Remote working is here to stay – but it cannot replace the office’s creative energy
Covid-19 has raised questions over the future of our cities, but planning expert Tim Stonor is confident we will still need physical spaces to innovate.
You can’t always wait for things like Covid-19 to come along to implement big changes,” says Tim Stonor, Managing Director of architectural consultancy firm Space Syntax, “but when they do, you need to be poised to take advantage of them.”
Stonor is a trained architect and town planner, but he’s devoted his career to using science-based methods to analyse and predict human behaviour patterns and the future of cities. “Typically, architects don’t have many tools to predict how the buildings they design may work and what might happen in them. It’s often down to guesswork,” he says.
The premise of Space Syntax is to show how spatial layouts can be optimised to enhance economic, social and environmental value or, as Stonor says, create places that “thrive”. His work at Broadgate in London helped to coax bankers out of pubs to encourage activity in between buildings by Liverpool Street Station. Over the past three years, he’s been rethinking Kazakhstan’s capital Nur-Sultan.
Modelling is done by analogue and digital survey work, mapping and counting aspects such as the flow of people, where they stop, where they have conversations, as well as measuring the “spatial attraction” of street networks – how the length, straightness and connectivity of different streets makes some better used than others. The data is combined to create algorithms that give rigour to arguments and reveal spatial behaviour.
Modelling a pandemic
Before Covid-19, Space Syntax had never modelled the possibility of a viral pandemic. It had considered the spatial circumstances of loneliness and even obesity as part of Exeter’s Healthy New Towns programme. But like the Barclays CEO Jes Staley, who said that flexible working would become the norm for 70,000 of the bank’s staff, Stonor believes the implications of the pandemic on the built environment will be profound, although not necessarily linear. “The financial Big Bang created greater centralisation, despite everyone thinking it wouldn’t,” he says. “There was massive floorplate expansion and city centres started repopulating. Results are often counter-intuitive.”
For London, Stonor believes the impact of homeworking will be dramatic, but he is betting against offices fully moving out or going all-remote working. “Many of the social and business skills that have had to evolve over the past few months are still rooted in the language of the physical office like ‘going into the next meeting on Zoom’,” he explains. “Going back to the physical office will be a huge challenge and they didn’t suit some people anyway.”
Instead, offices will change. Companies will reduce footprints, and they will be less about deskstuffing and more about creating places where people socialise, meet and expand networks. “The purpose and success of offices is to do the unexpected by bumping into someone,” he says.
“Technology hasn’t particularly got to the point of introducing people in a social way or having productive chance encounters. That’s an intricate and delicate process that is fundamental to business.” Stonor’s analogy is that offices will become like youth clubs, with table tennis and other spurs for social interactivity. The back office will instead become the home back bedroom – aspects that will affect office values. Yet for the same reasons, Stonor doesn’t believe the changing nature of the office will contribute to a hollowing out of the city centre.
He says: “We don’t just need offices, but drinks parties, events, launches. In London, the centre will always have the institutions of government, historic heritage, culture and so on, but it may not have the intense pressure for space that there has been.”
London has a centrality and village structure. Transport deposits people in the centre. Unlike American cities, it is continuously connected by streets and you are never far from a local centre. If you can no longer use transport, local places take on greater resonance; but London may not experience a migration out of the middle.
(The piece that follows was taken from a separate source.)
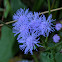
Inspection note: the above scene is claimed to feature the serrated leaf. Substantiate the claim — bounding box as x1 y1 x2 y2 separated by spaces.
0 26 14 62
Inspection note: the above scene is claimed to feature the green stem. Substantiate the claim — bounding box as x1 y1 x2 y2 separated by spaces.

Post-pandemic, office space might be converted to residential, which could make city centres more mixed places where people want to live. But it won’t be without significant shock for services such as Transport for London.
Hubs and spokes
This scenario led Space Syntax to develop its SoftHub concept, which addresses how to commute without the Tube by creating stations for parking and pickingup bikes that are also places to grab coffee, do the dry cleaning or act as local co-working or hired meeting spaces. Local office space would also move us towards the varied high streets we had before everything was stretched out by transport.
The pandemic is an opportunity to improve quality of life and the public realm by making local areas more animated, thriving places that could be promoted more for tourism too.
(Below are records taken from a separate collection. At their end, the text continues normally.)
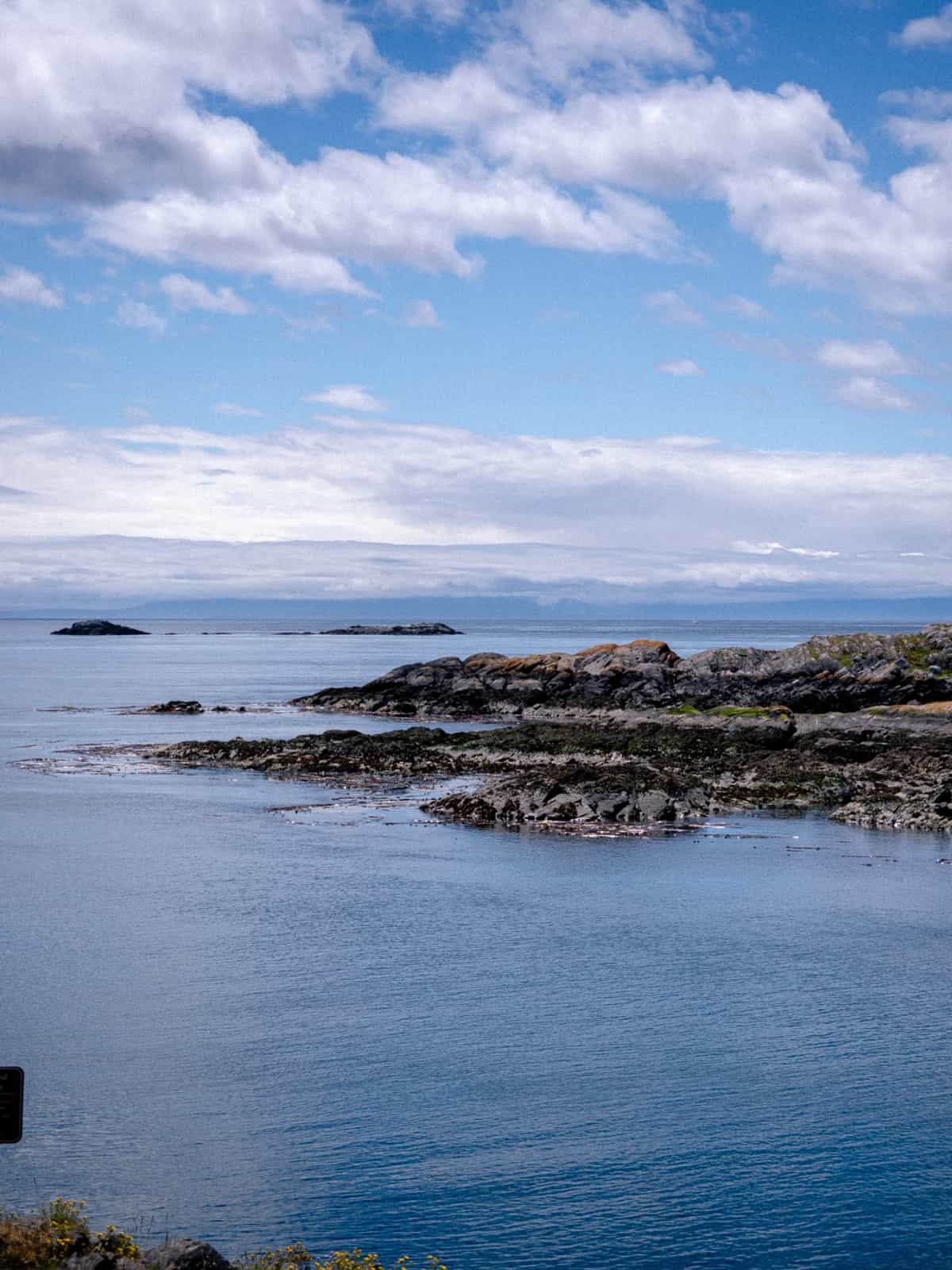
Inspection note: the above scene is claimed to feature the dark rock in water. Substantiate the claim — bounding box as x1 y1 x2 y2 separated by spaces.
297 622 952 719
148 702 952 832
135 1240 231 1270
49 621 148 635
423 764 711 826
136 701 205 714
318 622 463 635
“People have had to have an open mind during this period,” says Stonor, “and approach it with a mindset of being ready to accept slight changes… I’m more confident about positive change for London. It already has a fluidity. I’m more concerned for highly car-dependent cities such as Milton Keynes, looking at how you encourage people towards walking and cycling, not only to deal with Covid-19 but also to address the climate emergency.”